# Requirements

Tensorflow Transform requires both `Tensorflow` and `Apache Beam`. If you install `Tensorflow Extended (TFX)`, you don't require installing other packages. Otherwise, two packages `Tensorflow` and `Apache Beam` are the lowest requirements. you can install `tensorflow-transform` after that.

In [None]:
!pip install tensorflow==1.14.0

In [None]:
import tensorflow as tf
import tensorflow_transform as tft
import tensorflow_transform.beam as tft_beam
from tensorflow_transform.tf_metadata import dataset_metadata
from tensorflow_transform.tf_metadata import dataset_schema

print("TF version: {}".format(tf.__version__))

# Define a preprocessing function

There are two types of preprocessing_fn:
* Any function accepts and returns tensor. These operations would be added into tensorflow graph.
* Any of analyzers provided by `tf.Transform`. Analyzers also accept and return tensors, but these operations would not be added into tensorflow graph.

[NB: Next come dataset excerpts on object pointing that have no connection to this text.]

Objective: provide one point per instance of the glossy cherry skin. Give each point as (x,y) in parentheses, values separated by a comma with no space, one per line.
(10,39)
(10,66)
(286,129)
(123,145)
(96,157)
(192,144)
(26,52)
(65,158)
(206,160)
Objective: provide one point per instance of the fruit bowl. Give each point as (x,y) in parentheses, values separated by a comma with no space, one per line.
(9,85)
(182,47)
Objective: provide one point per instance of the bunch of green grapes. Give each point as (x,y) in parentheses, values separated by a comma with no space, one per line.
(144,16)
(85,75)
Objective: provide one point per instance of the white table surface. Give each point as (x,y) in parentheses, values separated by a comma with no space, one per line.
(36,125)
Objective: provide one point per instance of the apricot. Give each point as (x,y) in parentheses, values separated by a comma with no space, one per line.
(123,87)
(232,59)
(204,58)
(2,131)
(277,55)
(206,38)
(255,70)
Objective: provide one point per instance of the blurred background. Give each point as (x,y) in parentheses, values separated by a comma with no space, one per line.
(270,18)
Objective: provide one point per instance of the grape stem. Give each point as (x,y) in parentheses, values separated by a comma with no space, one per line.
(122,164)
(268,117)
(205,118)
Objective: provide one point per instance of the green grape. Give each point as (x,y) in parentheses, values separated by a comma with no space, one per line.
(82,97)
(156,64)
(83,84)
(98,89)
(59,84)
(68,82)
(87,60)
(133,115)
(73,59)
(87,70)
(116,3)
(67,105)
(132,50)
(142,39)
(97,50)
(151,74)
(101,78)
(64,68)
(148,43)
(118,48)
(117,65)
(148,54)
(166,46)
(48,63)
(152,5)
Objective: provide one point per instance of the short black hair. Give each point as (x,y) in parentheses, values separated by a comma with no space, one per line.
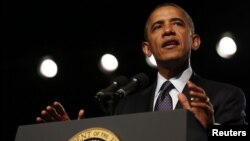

They work outside the tensorflow graph and return the tensor as a constant to the tensorflow graph.

Analyzers process the input data whose shape like `(batch_size, )`, but the returned tensor whose shape is like `()`. Analyzers use all data to calculate the result, not to calculate within a single data.

In [None]:
def preprocessing_fn(inputs):
    x = inputs["x"]
    y = inputs["y"]
    s = inputs["s"]
    x_centered = x - tft.mean(x)
    y_normalized = tft.scale_to_0_1(y)
    s_integerized = tft.compute_and_apply_vocabulary(s)
    x_centered_times_y_normalized = x_centered * y_normalized
    return {
        "x_centered": x_centered,
        "y_normalized": y_normalized,
        "s_integerized": s_integerized,
        "x_centered_times_y_normalized": x_centered_times_y_normalized
    }

# Apache Beam Implementation

In [None]:
raw_data = [
    {'x': 1, 'y': 1, 's': 'hello'},
    {'x': 2, 'y': 2, 's': 'world'},
    {'x': 3, 'y': 3, 's': 'hello'}
]

raw_data_metadata = dataset_metadata.DatasetMetadata(
    dataset_schema.from_feature_spec({
        's': tf.FixedLenFeature([], tf.string),
        'y': tf.FixedLenFeature([], tf.float32),
        'x': tf.FixedLenFeature([], tf.float32),
    }))

# requires a tft_beam context to write out the graph temp
with tft_beam.Context(temp_dir="/tmp"):
    transformed_dataset, transform_fn = (
        (raw_data, raw_data_metadata) | tft_beam.AnalyzeAndTransformDataset(preprocessing_fn))

    transformed_data, transformed_metadata = transformed_dataset

In [6]:
transformed_data, type(transformed_data)

([{'s_integerized': 0,
   'x_centered': -1.0,
   'x_centered_times_y_normalized': -0.0,
   'y_normalized': 0.0},
  {'s_integerized': 1,
   'x_centered': 0.0,
   'x_centered_times_y_normalized': 0.0,
   'y_normalized': 0.5},
  {'s_integerized': 0,
   'x_centered': 1.0,
   'x_centered_times_y_normalized': 1.0,
   'y_normalized': 1.0}],
 list)